Politique_jacques_henric Quand je découvre, dans les années 1980/90, les livres de Jacques Henric : Archée, Carrousels, La peinture et le mal, Adorations perpétuelles… ce qui me frappe d’emblée c’est qu’ils intègrent tous les registres d’écriture : récit, journal intime, poème en prose… avec une foule de détails liés à une traversée singulière. Il y a du Faulkner chez Henric, une approche du mal marquée par une nécessité brûlante : celle de dire ce qu’il en est, pour un écrivain immergé dans la réalité, des chutes individuelles et collectives, des effondrements du siècle et des débâcles intimes. Quelle vérité le récit poétique peut-il arracher à la remontée des enfers ? Quelle écriture doit s’imposer face au tissu déchiré des vies hasardeuses ? Comment montrer que le monde ne repose que fragilement sur des images ? Autant de questions qui captent et retiennent, surmontent et s’affrontent à la quête posée jadis par Hölderlin : comment habiter, en effet, poétiquement le monde ? C’est le vrai point de départ d’une question dont le témoignage est toujours sûr et qui dévoile toutes les figures – tous les semblants – pouvant naître d’une confrontation avec le réel.

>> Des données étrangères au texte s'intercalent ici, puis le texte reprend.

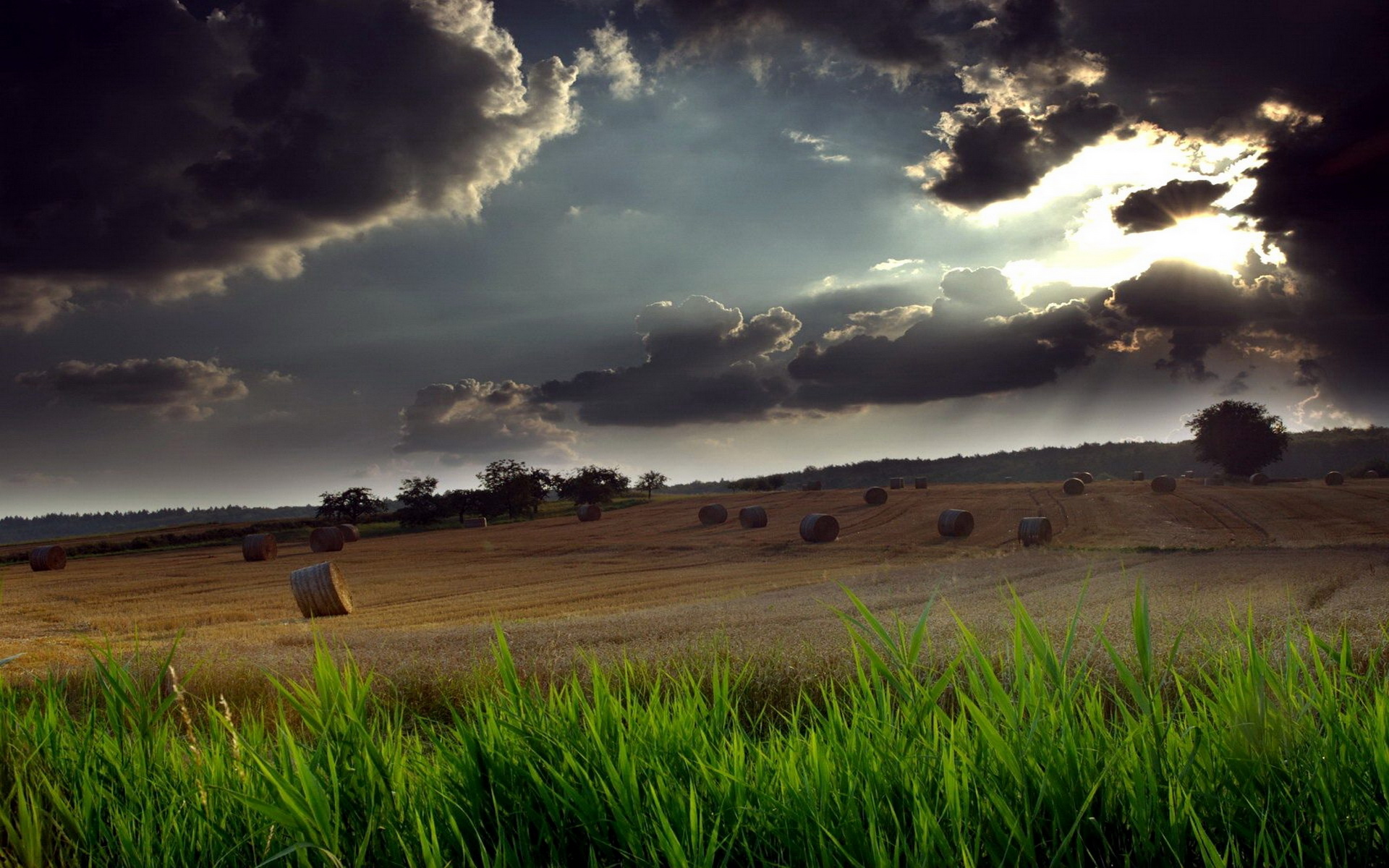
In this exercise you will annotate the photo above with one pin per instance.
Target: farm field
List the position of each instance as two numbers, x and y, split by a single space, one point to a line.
652 581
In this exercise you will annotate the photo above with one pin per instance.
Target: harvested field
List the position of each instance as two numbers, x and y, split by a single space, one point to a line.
652 579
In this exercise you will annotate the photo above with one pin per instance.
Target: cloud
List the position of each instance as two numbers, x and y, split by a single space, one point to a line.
963 349
818 145
472 420
703 363
898 38
1163 208
611 59
39 480
173 389
1199 307
1002 153
1235 385
160 150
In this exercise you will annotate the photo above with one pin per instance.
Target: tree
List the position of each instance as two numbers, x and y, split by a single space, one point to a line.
593 484
420 504
517 486
350 504
1241 436
474 501
650 481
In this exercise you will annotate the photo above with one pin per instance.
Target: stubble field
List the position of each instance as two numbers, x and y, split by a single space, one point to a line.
650 581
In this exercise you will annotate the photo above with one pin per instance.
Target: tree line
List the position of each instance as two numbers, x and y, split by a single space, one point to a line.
59 525
504 488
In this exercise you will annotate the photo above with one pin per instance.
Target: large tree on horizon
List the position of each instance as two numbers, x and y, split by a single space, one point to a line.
1241 436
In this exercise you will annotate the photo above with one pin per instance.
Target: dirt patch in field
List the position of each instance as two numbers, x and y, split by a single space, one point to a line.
653 581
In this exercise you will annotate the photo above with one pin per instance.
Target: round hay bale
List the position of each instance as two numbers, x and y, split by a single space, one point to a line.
320 590
753 517
259 548
1035 531
820 528
326 539
713 514
48 557
590 511
956 522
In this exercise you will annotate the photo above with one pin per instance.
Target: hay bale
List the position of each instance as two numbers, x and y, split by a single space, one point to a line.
753 517
590 511
1035 531
956 522
48 557
820 528
320 590
259 548
713 514
326 539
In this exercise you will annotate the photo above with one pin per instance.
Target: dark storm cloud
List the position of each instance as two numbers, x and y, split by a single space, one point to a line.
480 420
1162 208
1002 153
703 365
173 388
943 357
157 150
1199 309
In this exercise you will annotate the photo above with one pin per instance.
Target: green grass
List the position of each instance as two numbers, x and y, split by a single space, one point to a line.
1056 750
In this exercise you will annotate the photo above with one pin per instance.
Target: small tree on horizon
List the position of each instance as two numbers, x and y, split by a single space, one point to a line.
652 481
593 484
420 504
350 504
517 486
1239 436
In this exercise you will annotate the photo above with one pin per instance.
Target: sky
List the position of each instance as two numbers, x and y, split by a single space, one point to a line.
253 250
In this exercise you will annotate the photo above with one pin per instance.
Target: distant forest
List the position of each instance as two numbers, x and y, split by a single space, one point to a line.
59 525
1310 454
1351 451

Politique participe, librement et souverainement, à ce dévoilement. Ici, l’éclairage autobiographique déjoue les incitations à parler au nom d’une communauté, d’une famille d’esprit en prenant congé, jusque dans la polémique, avec les figures récurrentes du nihilisme et du langage d’inquisition, bouffi d’impératif et de morale. Né en 1938, Henric appartient à cette génération qui s’est engagée dans le champ idéologique et littéraire. Instituteur en province dans les années 60 et très tôt averti de la violence inhérente à l’espèce humaine, il collabore à des journaux communistes, notamment France Nouvelle, dont il tient chaque semaine la rubrique littéraire. Il sera, avec Jean-Louis Houdebine et Guy Scarpetta, à l’initiative d’un rapprochement entre les intellectuels communistes et les jeunes écrivains de la revue Tel Quel (Philippe Sollers et le poète Marcelin Pleynet notamment). Henric, qui toujours fut réfractaire à toute inféodation de la littérature à la politique, multiplie les anecdotes et les péripéties, dresse des portraits souvent grinçants (Aragon aux obsèques d’Elsa Triolet), touchants (Pierre Rottenberg et son dévouement pour Tel Quel) et parfois féroces (sur Jacques Laurent, Antoine Blondin et Roger Nimier). Sa participation à Tel Quel, son amitié jamais démentie pour Sollers puis la création, avec Catherine Millet, de la revue Artpress, corrigent avec brio la mémoire flouée et les récits tronqués sur l’histoire de cette génération.
©Pascal Boulanger 

Signalons, dans la nouvelle revue que dirige Henri Poncet : Passage à l’acte, un fronton consacré à Jacques Henric, avec les contribution de Philippe Forest, Elisabeth Joannès, Andrée Barret et un entretien, par Pascal Boulanger, avec Jacques Henric.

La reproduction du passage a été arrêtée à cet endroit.